Sometimes, it’s worth reliving a bit of painful history.
On March 9, 2009, the stock market hit 12-year lows. The Dow Jones traded under 6,550, while the S&P 500 was trading near 676 and the Nasdaq at 1,268.
Six years later, the Dow is close to 18,000, the S&P 500 is near 2,100, and the Nasdaq is closing in on 5,000. All three indexes have recouped their losses from the crisis and returned to their earlier growth trends.
Of course, this is great news for both advisors and investors, says a Morningstar expert, as the bull run since ’09 has lifted mutual funds across the board.
“What’s so striking are the absolute returns of these [different] categories,” said Laura Lutton, a director of manager research and equity-funds analyst, in an interview. “They’re a testament to [power of] the equity market when we’re in a period of economic recovery. It bears out the comeback story.”
Over the past six years, Morningstar research finds that cumulative returns for small- and large-cap funds, as well as value and growth funds, ranged from about 217% to 247%. That means they’ve produced average annualized returns of about 21%-24% since March 9, 2009.

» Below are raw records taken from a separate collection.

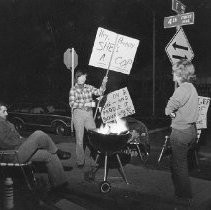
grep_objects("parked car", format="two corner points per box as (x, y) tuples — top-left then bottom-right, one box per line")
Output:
(8, 103), (71, 135)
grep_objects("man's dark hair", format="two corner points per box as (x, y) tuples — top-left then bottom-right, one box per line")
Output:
(0, 101), (7, 107)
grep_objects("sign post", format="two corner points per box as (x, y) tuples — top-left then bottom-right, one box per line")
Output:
(163, 12), (194, 28)
(165, 28), (194, 65)
(172, 0), (186, 14)
(64, 48), (78, 133)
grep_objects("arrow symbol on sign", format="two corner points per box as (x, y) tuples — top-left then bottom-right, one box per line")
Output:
(172, 55), (187, 59)
(172, 42), (188, 50)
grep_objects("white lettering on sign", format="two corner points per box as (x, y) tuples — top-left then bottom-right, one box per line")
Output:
(196, 96), (210, 129)
(89, 28), (139, 74)
(101, 87), (135, 123)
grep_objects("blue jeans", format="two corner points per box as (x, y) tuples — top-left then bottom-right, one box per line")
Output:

Among the six groups of open-end mutual funds, the top performer is mid-cap value, with cumulative returns of 270.2% and average yearly returns of 24.4%. The weakest performer is large-cap growth; its returns are about 217.0% and 21.3%, respectively.
Coming close to mid-cap value’s returns are those of the small-cap value group, with cumulative performance of 267.4% and average yearly results of 24.3%.
“Really, these [top] performers are so close when it comes to the annualized returns, you don’t need to sweat the difference,” Lutton said.
“It’s fairly typical to see small- and mid-caps outperform large companies in this type of environment,” she explained. “This is where we see the green shoots, the growth coming out of econ downturn that economists talk about.”